Ex-policewoman from Mexico now U.S. Border Patrol agent
By Alicia A. Caldwell, Associated Press
EL PASO — Death threats had become routine for Blanca Angelica Parra, a police officer in Ciudad Juarez until the summer of 1995.
"In Juarez when you arrested someone they would threaten you, they were going to kill you and your family," Parra said of life as a police officer in the hardscrabble city across the Rio Grande from El Paso. "But normally that didn't happen."
U.S. Border Patrol Agent Blanca Parra demonstrates her marksmanship with an M-4 carbine Thursday May 1, 2008 at the Border Patrol's firing range in Fabens, Texas. (AP Photo/Victor Calzada)
Parra believed the violence between drug cartels and police would only worsen, so she quit her job and moved with her daughter to the United States.
She was right. In the intervening 13 years, police have become routine targets of drug traffickers and now Parra's back in a position to help them as a U.S. Border Patrol agent.
"I always wanted to be a law enforcement officer," Parra said. "When I came over here, I said 'one day I'm going to be a Border Patrol agent.'"
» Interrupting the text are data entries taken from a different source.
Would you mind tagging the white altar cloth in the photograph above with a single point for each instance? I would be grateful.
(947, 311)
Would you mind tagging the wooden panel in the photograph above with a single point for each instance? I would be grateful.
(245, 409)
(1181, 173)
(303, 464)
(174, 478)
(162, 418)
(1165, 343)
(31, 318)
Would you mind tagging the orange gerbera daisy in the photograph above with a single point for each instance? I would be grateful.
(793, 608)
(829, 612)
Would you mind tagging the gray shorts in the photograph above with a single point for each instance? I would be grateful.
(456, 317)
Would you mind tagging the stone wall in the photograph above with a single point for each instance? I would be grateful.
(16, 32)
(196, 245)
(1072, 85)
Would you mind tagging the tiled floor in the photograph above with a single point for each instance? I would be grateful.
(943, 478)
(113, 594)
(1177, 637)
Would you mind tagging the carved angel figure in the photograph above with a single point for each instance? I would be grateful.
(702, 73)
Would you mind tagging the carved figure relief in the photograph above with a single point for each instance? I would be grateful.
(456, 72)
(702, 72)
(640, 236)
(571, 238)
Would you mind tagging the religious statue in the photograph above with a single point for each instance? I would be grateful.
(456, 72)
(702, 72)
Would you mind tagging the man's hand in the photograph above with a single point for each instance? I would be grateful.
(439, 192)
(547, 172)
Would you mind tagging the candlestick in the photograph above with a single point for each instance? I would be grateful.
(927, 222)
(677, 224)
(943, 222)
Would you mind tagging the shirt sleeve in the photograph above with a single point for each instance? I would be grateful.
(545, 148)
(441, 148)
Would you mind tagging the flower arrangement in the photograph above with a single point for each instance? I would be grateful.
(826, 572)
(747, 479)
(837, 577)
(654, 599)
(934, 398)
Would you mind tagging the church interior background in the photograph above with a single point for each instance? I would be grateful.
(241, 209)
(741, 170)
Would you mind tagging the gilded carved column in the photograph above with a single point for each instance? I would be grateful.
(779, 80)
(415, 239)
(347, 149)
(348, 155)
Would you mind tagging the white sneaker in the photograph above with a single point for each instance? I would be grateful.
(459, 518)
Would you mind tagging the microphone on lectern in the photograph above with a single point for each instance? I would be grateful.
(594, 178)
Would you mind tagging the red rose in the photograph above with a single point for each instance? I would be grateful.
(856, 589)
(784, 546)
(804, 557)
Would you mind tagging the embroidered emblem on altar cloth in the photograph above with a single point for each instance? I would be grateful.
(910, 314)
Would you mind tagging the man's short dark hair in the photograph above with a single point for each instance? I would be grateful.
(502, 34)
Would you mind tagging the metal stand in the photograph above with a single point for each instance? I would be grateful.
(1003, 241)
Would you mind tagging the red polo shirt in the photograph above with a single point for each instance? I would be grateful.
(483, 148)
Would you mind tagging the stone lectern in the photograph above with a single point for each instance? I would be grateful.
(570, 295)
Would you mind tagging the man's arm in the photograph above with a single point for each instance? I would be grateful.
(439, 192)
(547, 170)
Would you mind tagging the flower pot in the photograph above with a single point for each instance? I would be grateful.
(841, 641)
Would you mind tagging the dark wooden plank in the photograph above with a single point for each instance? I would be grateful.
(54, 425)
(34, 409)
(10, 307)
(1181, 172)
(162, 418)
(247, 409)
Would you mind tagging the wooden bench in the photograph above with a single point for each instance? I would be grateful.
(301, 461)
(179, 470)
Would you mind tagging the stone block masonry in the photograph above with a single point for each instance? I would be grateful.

From the relative safety of the northern side of the border, Parra has heard of numerous police officers, include several former colleagues, being gunned down. Most recently, the No. 2 cop in the sprawling city was killed in a hail of bullets sprayed at his car outside his house.
"I'm glad that I'm here, in the Border Patrol," Parra said.
It wasn't easy for her to get there.
She spent her first several years in the U.S. working her way up from cashier to assistant manager to manager at a Diamond Shamrock gas station in El Paso. She learned English and studied education — just in case the Border Patrol didn't work out.
Then she became a citizen in 2000.
"That day I went online and applied for the Border Patrol," Parra said with a grin.
But her law-enforcement experience wasn't an immediate plus. Because she was with the Ciudad Juarez Police Department, an outfit with more than its share of corruption, Parra's background check took more than a year and a half.
Now a five-year Border Patrol veteran, Parra is a senior patrol agent, a firearms instructor, and a field training officer in the Border Patrol's Fort Hancock station east of El Paso.
"You don't get that unless you a very good shot," Supervisory Patrol Agent Robert Arnold said of Parra's instructor status.
Arnold said Parra's experience dealing with "a lot of bad guys" in Mexico before moving to the U.S. also has proven invaluable.
Many of those "bad guys" were members of the now-warring Juarez drug cartel. Their growing volatility and increasing threats that more than a decade later have come to fruition were among the chief reasons Parra and her daughter, now 19, left.
"It was very unsafe for her," Parra said of her daughter. "It was one of my reasons for moving."
Though it might seem unusual to make the leap from a Mexican police department, Arnold said Parra was an instant fit with the agency.
"She's adapted very well," Arnold said. "She's conducted herself well. She's very well respected."
Parra said some colleagues initially seemed taken aback by her thick Mexican accent and her Juarez experience.
But Robert Gallardo, the assistant patrol agent in charge of the Border Patrol's Fort Hancock station, said any doubts were quickly erased.
"She's got a lot of initiative, a lot of motivation," Gallardo said. "She's an excellent agent for us."
Parra said she's feels sad, but not guilty, arresting Mexican citizens trying to find the same sort of life she has found in the United States. Her two daughters, two sisters and four brothers are all U.S. citizens now.
"I'm doing my job," she said. "Sometimes it's sad when you send them back if they are not criminal or bad people. I don't feel guilty, but sad."
But she does get a charge when she tracks down loads of drugs being smuggled across the rough patches of arid desert she patrols.
"When I catch dope, when I stop them (drug smugglers), I love it," Parra said.
For years friends and colleagues at the gas station scoffed at Parra's plans to become a border agent.
It's not a job for women, they said. It's not a job for immigrants.
But she proved them wrong. And her oldest daughter is studying criminal justice in college to follow in her footsteps.
"I wanted it so bad," Parra said. "I'm very happy to be with the Border Patrol."